My Family Taught Me To Hide The Truth About My Brother. I Wish They Hadn’t.

From the time I was 7, my mother instructed my older sister and me that if anyone asked how Joel was doing, we should tell them he was “fine.” Joel, my older brother, stayed in his room when people visited and didn’t go with us to see family. I didn’t feel comfortable having friends over because of how he slumped on the sofa in his sleeveless undershirt, staring into space, laughing to himself.

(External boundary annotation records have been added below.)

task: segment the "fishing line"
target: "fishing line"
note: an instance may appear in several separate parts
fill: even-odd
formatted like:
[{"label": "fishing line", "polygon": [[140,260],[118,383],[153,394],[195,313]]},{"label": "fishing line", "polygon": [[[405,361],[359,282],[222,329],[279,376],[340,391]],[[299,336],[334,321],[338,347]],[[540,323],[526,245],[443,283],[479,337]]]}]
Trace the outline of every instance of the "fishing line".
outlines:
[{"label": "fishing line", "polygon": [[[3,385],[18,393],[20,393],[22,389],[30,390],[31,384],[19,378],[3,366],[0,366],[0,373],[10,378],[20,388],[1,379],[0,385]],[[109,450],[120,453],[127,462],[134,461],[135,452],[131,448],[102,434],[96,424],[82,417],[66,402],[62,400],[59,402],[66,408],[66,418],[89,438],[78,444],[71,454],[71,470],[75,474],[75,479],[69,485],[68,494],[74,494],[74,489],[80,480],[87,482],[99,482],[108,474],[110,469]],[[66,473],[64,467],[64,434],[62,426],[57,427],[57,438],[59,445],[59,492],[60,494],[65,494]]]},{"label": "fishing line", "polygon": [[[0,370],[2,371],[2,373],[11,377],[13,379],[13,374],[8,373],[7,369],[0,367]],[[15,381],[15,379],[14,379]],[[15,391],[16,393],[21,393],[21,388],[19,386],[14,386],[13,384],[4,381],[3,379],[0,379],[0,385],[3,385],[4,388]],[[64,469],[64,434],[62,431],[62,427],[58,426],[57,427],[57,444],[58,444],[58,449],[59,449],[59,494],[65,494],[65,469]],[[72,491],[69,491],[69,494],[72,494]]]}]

Lying in bed at night, I listened to my brother’s mysterious soundscape in the bathroom. His mumbled speech and snickering filtered through the thin wall between us. He spoke to an imaginary audience in a language I couldn’t understand and hissed like he was talking with snakes. Covering my ears with pillows and sinking deep under the covers proved useless.

I feared that whatever was wrong with Joel might be waiting inside me, that it “ran in our family.” I never asked my parents why Joel hardly smiled and why he bragged about his plan to swim the English Channel in record time. I knew these topics were not to be discussed. My father wanted his only son to become a doctor, a highly esteemed profession for Jewish Americans. His disappointment and anger at Joel’s poor grades resulted in frequent scoldings, including “You idiot, why can’t you just be normal?”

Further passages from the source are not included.